What I’m Reading: Them, Ben Sasse

Author: Mike Petrucelli

As a refugee from daily journalism, I read books about politicians, but not a lot by them. Such books have always seemed self-aggrandizing or ranting or unfounded in fact. I know I’m wrong, but I have too many other good things to read to waste my time weeding through the rest.

Thanks to an interview with the author on NPR, Ben Sasse’s Them: Why We Hate Each Other — and How to Heal became one of the exceptions to my rule.

Ben Sasse

I hadn’t known a lot about Sasse beyond sound bites. By his own declarations (including in this book), the Nebraska Republican is one of the most conservative members of the U.S. Senate. And I admit that from time to time I fall into the trap of using the current politispeak shorthand of “conservative” and “liberal” as code for the extreme and sometimes wacky ends of the political spectrum. (I tend to be moderate in my views and occasionally change my mind, which means I fail all the “ideological purity tests” and rarely have friends on a lot of issues.)

But I really liked the thoughtful way Sasse answered the radio host’s questions, and especially how he didn’t take the cheap shots we often hear in political interviews. So, on my to-read list he went.

I’m pleased to report that Sasse’s book is just as thoughtful and honest as that interview, and while I don’t always agree with his viewpoint, I understand it. And the subject he explores in this book — just how downright nasty and tribal everyone seems to be these days, and why, and what we might do about it — is an important one.

These qualities shouldn’t be too much of a surprise, really. Sasse, 47, studied at Harvard, Oxford and Yale (where he got his doctorate), has taught history and served as president of Midland University in Nebraska (where he grew up).

At the risk of oversimplifying, Sasse argues that the breakdown of civility comes from the loss of shared communal activities and common experiences and goals. You know: You root for Notre Dame, I root for Purdue, but in the end, we both need to put food on the table, that sort of thing. Them considers the possible — in most cases, I’d say definite — causes for this fracturing of American community spirit. Some won’t come as much of a surprise.

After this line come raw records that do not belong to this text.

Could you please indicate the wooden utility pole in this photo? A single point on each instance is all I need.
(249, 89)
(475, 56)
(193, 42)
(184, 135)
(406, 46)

Social isolation is one. Social media allows us to put forth an image of ourselves that is pure fun, successful, with no hint of common struggles. As a result of these misconceptions about each other’s lives, we all feel lonelier — like we have less in common with our friends and family than we actually do. (Oh, look, they’re going to Disney again, and I have to put brakes on the car.) We hole up in our homes, binging on TV shows during a heat wave; meanwhile, we aren’t checking on our dying neighbors. (That sounds like a big leap, but Sasse uses the fatal Chicago heat wave of 1995 as an extreme example of where a breakdown in community and neighborliness can go. He lays it all out more carefully than I can here.)

He spends considerable time on media influences, primarily television networks such as FOX News, CNN and MSNBC. This section was particularly interesting for me, given the 16 years I spent in newspapers. Sasse spares us the typical conspiracy theories, hidden agendas and incitement of violence against the media that we hear too much these days. Instead he offers a well-reasoned look at the forces that shaped these large media outlets, including the appetite of a 24-hour news cycle that needs constant feeding, ratings and the resulting advertising revenues. In the end, he is a fan of a free press, and it’s hard to argue with his larger points. Whether he and I would agree on what truthful, objective reporting entails in particular cases, I don’t know, but I suspect we would mostly agree.

Sasse presents some of what he laments as lost — and which, he says, America longs for — a little too neatly. What happened to everybody meeting at the Little League field? I would say that overzealous, win-at-all-costs-you-lazy-seven-year-olds parents and coaches should take most of the blame, just for starters. Where’s the hometown-gym-on-a-Friday-night feeling? Again, not everyone likes sports. There’s more going on beneath our social woes than simply saying nobody goes to watch the high school football team anymore, or to suggest that if we all did that, everything would be fine — that racism and classism would melt away, and so what if that guy in the front row slept with your wife, go team!

Sasse knows this, though, and it is unfair to criticize one book for not having all the answers wrapped up in a few hundred pages.

Near the end of the book, he offers suggestions that amount to the old journey-of-a-thousand-miles, and he admits it may sound a little naïve: Start with one step, the small gesture that leads to bigger actions that can begin to rebuild the kind of community that so many of us fear is lost and may never return. Sasse offers ready examples: Volunteer at a homeless shelter or your church, if you have one, or read to people at a retirement home. I don’t think this is disingenuousness on the senator’s part. He’s trying to evoke a larger concept of unity around common experiences, and he mostly succeeds. Sasse’s vision of community might seem to be a tall order, but I think it’s one we should all agree on.


Mike Petrucelli is a freelance writer who lives in Plymouth, Indiana.